Toda Oscilação Conta

Dor no peito, aquela maldita dor no peito que a segue a dias. A sensação da angústia multifacetada proporcionada pelo desgaste mental que vem da rolagem de uma fita quebrada, que rebobina sempre os mesmos pensamentos, e verdades moldadas apenas pelos sussurros acabam por ecoar em sua mente. Enquanto seus olhos ardem e sua pele coça, Amanda sente o borbulhar se seu suco gástrico digerindo o sanduíche de mortadela barata que, mesmo sabendo que não deveria, comera mais cedo, por tédio e impulso; Ao mesmo tempo sente uma dor pontuda oscilante em seu intestino delgado, que acompanha o pulsar de seu coração. Amanda agarra-se na ideia fixa de que irá morrer em algumas horas, instantes até, sem motivo aparente a não ser as pistas duvidosas que seu corpo tanto produz, quanto interpreta, em um ciclo vicioso de auto-sabotagem que a consome a mais tempo do que pode lembrar.

Amanda gosta de pensar que a mente humana é projetada tal qual um polígono tridimensional formado por paredes altas, sem teto e com um centro de controle no meio. As paredes são painéis que projetam cuidadosamente cada aspecto da vida a ser analisado, interligado e relacionado, podendo aumentar em quantidade em função do desenvolvimento e da idade que proporcionam ao ser certa maturidade; Contudo estas mesmas paredes dependem intrinsecamente da profundidade do indivíduo, fazendo com que o polígono varie em complexidade com base na percepção e compreensão geral da pessoa, de modo que existam triângulos, quadrados, pentágonos, heptágonos e mais e mais formas que tornem a manutenção mental de cada um mais pacífica, respeitando suas limitações.

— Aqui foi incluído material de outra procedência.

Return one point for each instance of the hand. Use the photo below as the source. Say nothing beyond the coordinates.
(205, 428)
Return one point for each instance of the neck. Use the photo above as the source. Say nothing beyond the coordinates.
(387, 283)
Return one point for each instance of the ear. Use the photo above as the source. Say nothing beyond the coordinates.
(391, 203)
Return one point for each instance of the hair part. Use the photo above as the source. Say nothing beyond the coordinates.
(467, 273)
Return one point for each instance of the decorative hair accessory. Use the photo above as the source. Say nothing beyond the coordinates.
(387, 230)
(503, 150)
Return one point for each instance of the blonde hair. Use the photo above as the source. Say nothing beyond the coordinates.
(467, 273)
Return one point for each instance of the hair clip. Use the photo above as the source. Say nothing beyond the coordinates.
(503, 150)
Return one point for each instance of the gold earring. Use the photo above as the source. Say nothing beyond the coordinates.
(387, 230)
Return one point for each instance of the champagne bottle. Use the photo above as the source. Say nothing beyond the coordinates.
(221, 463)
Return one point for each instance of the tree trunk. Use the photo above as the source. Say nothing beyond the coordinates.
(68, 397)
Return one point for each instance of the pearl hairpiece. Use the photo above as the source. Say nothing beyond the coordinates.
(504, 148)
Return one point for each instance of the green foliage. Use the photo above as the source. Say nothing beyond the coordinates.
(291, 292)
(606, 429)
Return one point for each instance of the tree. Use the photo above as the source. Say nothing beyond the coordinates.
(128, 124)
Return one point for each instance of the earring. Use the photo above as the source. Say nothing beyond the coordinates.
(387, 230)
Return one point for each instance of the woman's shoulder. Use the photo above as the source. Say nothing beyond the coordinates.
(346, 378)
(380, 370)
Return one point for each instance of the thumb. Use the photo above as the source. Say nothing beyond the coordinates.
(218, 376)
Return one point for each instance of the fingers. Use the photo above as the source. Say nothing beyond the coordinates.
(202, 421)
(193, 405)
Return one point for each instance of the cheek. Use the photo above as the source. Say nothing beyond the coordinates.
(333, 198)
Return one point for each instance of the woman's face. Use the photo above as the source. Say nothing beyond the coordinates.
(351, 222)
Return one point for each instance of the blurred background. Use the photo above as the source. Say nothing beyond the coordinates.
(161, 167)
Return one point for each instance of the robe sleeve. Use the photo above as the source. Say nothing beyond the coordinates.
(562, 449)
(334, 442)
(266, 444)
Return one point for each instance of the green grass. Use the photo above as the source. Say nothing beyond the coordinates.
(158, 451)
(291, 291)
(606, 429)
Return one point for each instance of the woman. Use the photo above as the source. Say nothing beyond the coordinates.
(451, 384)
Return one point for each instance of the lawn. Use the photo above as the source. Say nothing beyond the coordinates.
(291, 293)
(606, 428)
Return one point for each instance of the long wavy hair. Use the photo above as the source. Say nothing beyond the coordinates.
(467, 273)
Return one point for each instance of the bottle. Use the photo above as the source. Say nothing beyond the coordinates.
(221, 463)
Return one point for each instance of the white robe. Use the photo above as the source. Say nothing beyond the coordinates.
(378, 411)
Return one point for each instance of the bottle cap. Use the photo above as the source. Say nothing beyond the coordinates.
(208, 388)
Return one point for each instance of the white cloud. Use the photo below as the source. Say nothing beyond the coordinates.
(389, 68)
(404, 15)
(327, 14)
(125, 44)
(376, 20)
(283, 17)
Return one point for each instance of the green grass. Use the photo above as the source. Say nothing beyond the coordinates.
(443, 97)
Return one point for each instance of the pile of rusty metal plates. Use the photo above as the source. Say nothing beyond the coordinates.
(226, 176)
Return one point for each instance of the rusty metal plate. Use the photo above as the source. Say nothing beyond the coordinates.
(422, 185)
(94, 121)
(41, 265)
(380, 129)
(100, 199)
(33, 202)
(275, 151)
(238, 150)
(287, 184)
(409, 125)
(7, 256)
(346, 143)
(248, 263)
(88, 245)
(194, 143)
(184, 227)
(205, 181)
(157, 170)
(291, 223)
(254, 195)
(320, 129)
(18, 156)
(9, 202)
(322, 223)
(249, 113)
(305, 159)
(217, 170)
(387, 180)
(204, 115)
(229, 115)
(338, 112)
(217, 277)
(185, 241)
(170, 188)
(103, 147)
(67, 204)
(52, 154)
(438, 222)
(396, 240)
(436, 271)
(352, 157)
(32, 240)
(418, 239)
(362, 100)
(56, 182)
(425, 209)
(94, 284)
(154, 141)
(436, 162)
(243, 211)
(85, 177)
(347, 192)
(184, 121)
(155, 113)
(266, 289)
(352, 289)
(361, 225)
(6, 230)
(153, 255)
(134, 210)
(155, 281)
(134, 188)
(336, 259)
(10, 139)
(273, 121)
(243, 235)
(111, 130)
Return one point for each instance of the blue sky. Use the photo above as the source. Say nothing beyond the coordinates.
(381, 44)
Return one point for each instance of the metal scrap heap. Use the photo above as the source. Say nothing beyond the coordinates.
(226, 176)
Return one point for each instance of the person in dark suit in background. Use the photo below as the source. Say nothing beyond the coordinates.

Contudo, Amanda vê-se cada vez mais sufocada por seu polígono, que, apesar de quando criança ser semelhante a um triângulo, hoje aproxima-se mais de um dodecágono; Existem muitas paredes, muitas informações, percepções, que arrastam-na vagarosamente à exaustão; Tudo parece borbulhar, não só seu estômago, enquanto amanda torna-se autoconsciente o suficiente para sentir os níveis de oxigênio em seu sangue, para sentir o suor saindo de seus poros; São tantos lados que a consciência no centro de controle, nem se possuísse oito pares de olhos seria capaz de observar de maneira precisa.

Mas há momentos onde tudo isso se dissolve, e a garota não sabe se é uma benção ou uma maldição. Seu polígono mental se apaga e se reconstrói como uma sala de espelhos, onde as paredes refletem sempre a mesma coletânea de pensamentos, raios luminosos incandescentes que fazem ecoar sempre os mesmos sussurros soprados, a cada reflexo disparado uma onda de impulsos, que descem de seu cérebro e caminham apressados por suas terminações nervosas, corrompendo seus órgãos e seus membros, tudo fica sensível, tudo explode.

Enquanto tal alegoria acontece de forma biológica no organismo de Amanda, todos os seus sentidos se acentuam, e ela se sobrecarrega de estímulos internos e externos; Inspire, expire, inspire, expire, lembre de respirar. Amanda dorme e acorda dominada por sua mente; Quando dorme, demora para pegar no sono e dorme muito pouco, quando acorda, suspira, respira, respirar? Inspire, expire, inspire, expire

O cansaço é corroente, mesmo estando contido por horas, dias meses, em algum momento ele sempre a domina, desmonta tudo a sua volta. São cinco horas da tarde, mas Amanda não se importa. Deitada no chão, puro, duro e frio, ela permanece por exatos quarenta minutos e trinta e sete segundos, não se mexe nem se move enquanto sangra lágrimas doídas que escorrem pelo seu rosto gélido, sem expressão. Não consegue se mover, é impossível; Seus músculos, que costumam ser tão fortes, agora tão fracos, travam e enrijecem, configurando seu corpo estirado, tal qual um objeto inanimado e irrelevante.
Para Amanda, toda mudança em seu corpo é um alerta, sinal de perigo, que a desregula e a cega; Não existe mais nada, só a vida, só a morte; E para Amanda toda diferença de sensação é relevante, é tudo um passo mais perto do fim caminho, Toda Oscilação Conta.